Um ponto de inflexão em suas entrevistas é a videochamada. Candidatos que aparecem deitados na cama ou tomando refrigerante durante a entrevista mostram uma falta de profissionalismo que, para ela, é um sinal claro de que não darão resultado. Natália valoriza quem se dedica, e em troca, oferece apoio, como pagar ou co-financiar cursos. Sobre contratar familiares, ela pondera que pode dar certo, como no caso de grandes empresários, mas que é necessário saber dividir o lado pessoal do profissional. Ela cita o exemplo da própria relação com seu pai, onde as brigas eram constantes devido à resistência dele com a tecnologia. Se não houver essa separação, a convivência saudável e o negócio podem ser prejudicados.
Erros Comuns que Impedem o Crescimento: Do Medo à Falta de Paciência
Natália lista os erros mais comuns que vê entre lojistas de moda. O principal é desistir logo no início. Ela lembra que manter um CNPJ é difícil, especialmente no primeiro ano e meio, e que muitas empresas fecham nos primeiros cinco anos. A montanha-russa emocional de ter CNPJ, com dias de euforia seguidos pela realidade dos boletos, é algo que precisa ser encarado com resiliência.
Outro erro grave é não inovar e ficar preso à zona de conforto. Para ela, se o lojista não busca o diferencial e a necessidade do público, não tem como evoluir, ficando fadado a competir com as grandes marcas sem sucesso. A falta de paciência também é um grande vilão: muitos querem resultados imediatos e se comparam aos outros, sem entender que cada um tem o seu momento. Por fim, ela critica aqueles que não se adaptam ao digital, seja por medo ou por teimosia, insistindo em métodos do passado enquanto o mundo e o consumo mudam rapidamente.

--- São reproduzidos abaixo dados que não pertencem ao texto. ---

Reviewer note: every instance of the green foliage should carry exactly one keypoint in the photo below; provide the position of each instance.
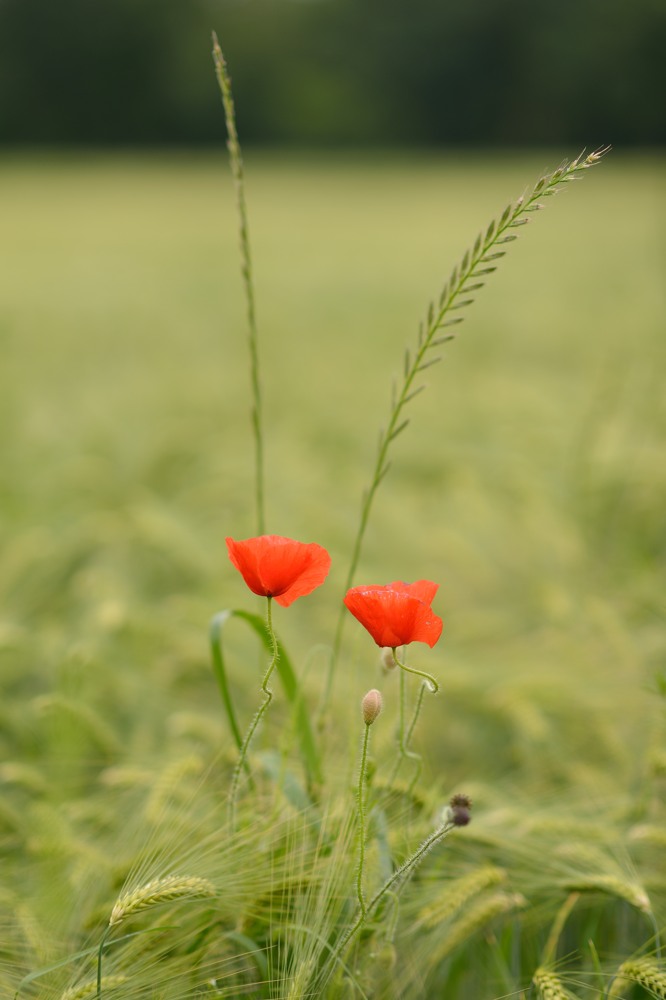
(527, 483)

Conselhos Finais: Ame o que Faz e Transforme o Medo em Combustível
Para finalizar, Natália deixa um conselho direto para os empreendedores da moda: ame o que você faz. Pensar apenas no financeiro não é suficiente; é preciso ter paixão por vender e por dizer a verdade para quem está vestindo a peça. Quando o cliente se sente visto como amigo, o retorno financeiro vem naturalmente.
Ela incentiva a não ter medo de começar ou investir. O medo sempre existirá, mas ele deve ser o combustível, não o paralisante. Seja a melhor no que faz, mesmo que seja o básico, como fazer a melhor bainha. Recordando sua própria coragem de se mudar para os Jardins em São Paulo com capital para apenas um mês, ela repete a frase que ouviu: 'As pessoas mais doidas foram as que mais deram certo na vida'. Por fim, ela reforça a importância de não perder a essência e esquecer de onde veio, acreditando que, mesmo que demore, o sucesso virá para aqueles que persistem com paciência e dedicação.